All patients included in the study underwent rhTSH-aided radioiodine therapy obtaining very high values of absorbed dose in thyroid remnants. Therefore it should be emphasized that the rhTSH is as effective as levo-thyroxine withdrawal, also when we have an adjuvant purpose (not only ablative aim). In addition, the use of rhTSH permits to preserve the patient quality of life by reducing the absorbed dose to the whole body and in particular to “critic organs”30,31.

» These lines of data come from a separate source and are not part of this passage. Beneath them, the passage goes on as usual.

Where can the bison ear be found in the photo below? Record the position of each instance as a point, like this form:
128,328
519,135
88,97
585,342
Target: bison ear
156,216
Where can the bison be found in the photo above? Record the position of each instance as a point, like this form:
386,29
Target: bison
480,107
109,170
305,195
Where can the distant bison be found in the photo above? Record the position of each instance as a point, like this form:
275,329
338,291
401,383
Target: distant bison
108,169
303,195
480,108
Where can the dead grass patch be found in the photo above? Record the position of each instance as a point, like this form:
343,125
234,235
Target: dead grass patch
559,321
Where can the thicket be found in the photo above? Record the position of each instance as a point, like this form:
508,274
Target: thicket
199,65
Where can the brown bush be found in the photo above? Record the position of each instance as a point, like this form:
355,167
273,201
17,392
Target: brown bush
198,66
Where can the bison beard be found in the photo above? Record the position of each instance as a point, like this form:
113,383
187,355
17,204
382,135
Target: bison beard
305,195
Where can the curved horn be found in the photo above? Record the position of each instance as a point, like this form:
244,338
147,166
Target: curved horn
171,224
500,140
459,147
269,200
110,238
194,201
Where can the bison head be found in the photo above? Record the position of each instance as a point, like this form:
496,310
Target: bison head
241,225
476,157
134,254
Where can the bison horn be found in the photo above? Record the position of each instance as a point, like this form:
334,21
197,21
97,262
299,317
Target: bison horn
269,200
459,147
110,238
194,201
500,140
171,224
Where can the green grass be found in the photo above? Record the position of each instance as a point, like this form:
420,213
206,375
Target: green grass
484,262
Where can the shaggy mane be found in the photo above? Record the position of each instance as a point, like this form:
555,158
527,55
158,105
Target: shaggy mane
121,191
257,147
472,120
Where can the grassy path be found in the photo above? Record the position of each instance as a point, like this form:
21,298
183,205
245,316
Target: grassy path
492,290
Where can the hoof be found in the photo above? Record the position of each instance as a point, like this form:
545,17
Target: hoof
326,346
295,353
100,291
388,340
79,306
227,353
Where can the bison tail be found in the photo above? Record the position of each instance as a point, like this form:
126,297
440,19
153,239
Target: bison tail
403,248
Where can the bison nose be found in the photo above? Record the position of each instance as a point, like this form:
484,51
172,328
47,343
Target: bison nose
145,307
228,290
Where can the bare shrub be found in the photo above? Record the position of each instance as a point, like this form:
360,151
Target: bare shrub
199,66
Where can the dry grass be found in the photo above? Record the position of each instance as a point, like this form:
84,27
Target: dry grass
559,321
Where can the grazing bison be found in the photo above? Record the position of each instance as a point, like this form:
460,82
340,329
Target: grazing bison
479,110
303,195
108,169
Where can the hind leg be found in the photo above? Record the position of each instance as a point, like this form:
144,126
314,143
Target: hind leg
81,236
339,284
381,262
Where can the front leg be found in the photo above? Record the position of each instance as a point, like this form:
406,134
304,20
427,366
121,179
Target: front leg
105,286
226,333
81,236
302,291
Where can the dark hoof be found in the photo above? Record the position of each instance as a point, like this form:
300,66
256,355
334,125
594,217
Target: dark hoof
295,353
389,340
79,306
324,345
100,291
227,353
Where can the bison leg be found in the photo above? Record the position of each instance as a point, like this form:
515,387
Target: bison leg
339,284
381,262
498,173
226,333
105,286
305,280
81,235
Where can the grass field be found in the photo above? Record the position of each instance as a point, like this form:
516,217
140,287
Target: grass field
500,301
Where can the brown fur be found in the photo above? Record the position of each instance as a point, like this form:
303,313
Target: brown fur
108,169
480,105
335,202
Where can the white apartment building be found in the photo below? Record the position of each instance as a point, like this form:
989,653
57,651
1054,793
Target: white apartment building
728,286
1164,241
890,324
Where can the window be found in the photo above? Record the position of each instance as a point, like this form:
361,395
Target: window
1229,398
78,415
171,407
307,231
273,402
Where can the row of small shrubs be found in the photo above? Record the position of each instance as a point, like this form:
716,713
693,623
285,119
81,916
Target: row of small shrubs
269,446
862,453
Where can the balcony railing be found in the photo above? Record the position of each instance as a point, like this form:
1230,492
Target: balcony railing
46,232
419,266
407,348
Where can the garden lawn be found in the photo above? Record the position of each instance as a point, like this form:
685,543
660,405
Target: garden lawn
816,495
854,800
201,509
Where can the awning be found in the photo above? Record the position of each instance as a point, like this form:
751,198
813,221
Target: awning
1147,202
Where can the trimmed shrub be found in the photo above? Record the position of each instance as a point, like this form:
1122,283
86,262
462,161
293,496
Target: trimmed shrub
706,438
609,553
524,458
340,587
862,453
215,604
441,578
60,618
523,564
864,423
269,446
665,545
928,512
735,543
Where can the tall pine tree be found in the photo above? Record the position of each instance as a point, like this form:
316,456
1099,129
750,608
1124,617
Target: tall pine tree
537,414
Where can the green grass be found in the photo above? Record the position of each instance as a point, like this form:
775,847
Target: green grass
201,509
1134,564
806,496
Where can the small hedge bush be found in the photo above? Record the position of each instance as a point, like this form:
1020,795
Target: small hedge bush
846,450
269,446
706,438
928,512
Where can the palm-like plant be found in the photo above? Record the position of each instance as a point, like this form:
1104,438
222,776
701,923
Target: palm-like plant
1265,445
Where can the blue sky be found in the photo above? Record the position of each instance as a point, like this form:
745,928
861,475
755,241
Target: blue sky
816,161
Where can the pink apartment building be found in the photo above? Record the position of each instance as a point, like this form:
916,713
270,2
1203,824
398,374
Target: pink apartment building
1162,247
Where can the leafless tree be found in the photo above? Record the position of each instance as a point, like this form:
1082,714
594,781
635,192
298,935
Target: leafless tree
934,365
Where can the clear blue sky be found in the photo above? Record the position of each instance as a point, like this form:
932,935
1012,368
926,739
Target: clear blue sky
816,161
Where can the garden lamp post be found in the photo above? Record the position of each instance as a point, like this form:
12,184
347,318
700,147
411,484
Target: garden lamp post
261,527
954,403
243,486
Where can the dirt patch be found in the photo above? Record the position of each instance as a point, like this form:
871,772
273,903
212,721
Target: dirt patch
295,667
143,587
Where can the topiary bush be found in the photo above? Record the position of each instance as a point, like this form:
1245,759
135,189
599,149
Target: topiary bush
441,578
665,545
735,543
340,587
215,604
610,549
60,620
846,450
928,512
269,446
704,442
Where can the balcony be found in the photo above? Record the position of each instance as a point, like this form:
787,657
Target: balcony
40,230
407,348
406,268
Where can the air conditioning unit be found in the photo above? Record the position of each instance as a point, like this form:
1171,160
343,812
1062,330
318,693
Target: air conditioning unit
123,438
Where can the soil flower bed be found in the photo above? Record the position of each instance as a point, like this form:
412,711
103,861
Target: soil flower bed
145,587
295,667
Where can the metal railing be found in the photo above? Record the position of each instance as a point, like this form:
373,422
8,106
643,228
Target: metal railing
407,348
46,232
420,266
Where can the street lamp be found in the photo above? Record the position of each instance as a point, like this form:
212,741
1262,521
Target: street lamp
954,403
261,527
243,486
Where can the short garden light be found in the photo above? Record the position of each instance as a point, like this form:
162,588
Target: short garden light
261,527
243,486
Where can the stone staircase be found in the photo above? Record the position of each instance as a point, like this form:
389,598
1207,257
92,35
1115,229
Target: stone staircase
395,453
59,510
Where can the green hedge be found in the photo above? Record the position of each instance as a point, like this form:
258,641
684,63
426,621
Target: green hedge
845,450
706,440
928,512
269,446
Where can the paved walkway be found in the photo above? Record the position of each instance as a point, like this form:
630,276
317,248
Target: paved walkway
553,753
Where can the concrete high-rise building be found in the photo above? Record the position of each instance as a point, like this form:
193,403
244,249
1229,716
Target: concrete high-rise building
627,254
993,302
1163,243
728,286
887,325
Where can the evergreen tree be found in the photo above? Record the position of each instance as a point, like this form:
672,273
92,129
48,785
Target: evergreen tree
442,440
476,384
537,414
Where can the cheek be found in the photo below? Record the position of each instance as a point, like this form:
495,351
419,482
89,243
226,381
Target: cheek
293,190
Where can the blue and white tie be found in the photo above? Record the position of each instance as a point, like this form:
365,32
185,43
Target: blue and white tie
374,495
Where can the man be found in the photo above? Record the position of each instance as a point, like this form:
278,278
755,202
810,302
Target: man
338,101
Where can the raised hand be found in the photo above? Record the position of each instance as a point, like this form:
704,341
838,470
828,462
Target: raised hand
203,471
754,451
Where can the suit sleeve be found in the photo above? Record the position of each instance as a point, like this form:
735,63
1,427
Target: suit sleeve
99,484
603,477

Our study does not claim to offer a comprehensive view of the topic of dosimetry as it does not contain data on absorbed doses of 131I ionising radiation by the other organs. This is, undoubtedly, a limitation of the present paper. However, by focusing on accurate determination of 131I activity for adjuvant therapy and ensuring a steady absorbed dose of radiation in residual thyroid tissue, we indirectly minimise the impact of radiation on other organs, maintaining at the same time the highest efficacy—according to the ALARA (as low as reasonably achievable) principle. Dosimetry is a topic which holds considerable potential and, being vital for modern therapy, it is bound to generate further scientific inquiry.

Conclusions

Application of dosimetry during adjuvant therapy for DTC translates into the possibility to diversify the therapeutic activity of 131I (for example by calculating it with the help of Marinelli's formula) in order to achieve the same absorbed dose of 131I in remnant thyroid in each patient qualified for treatment.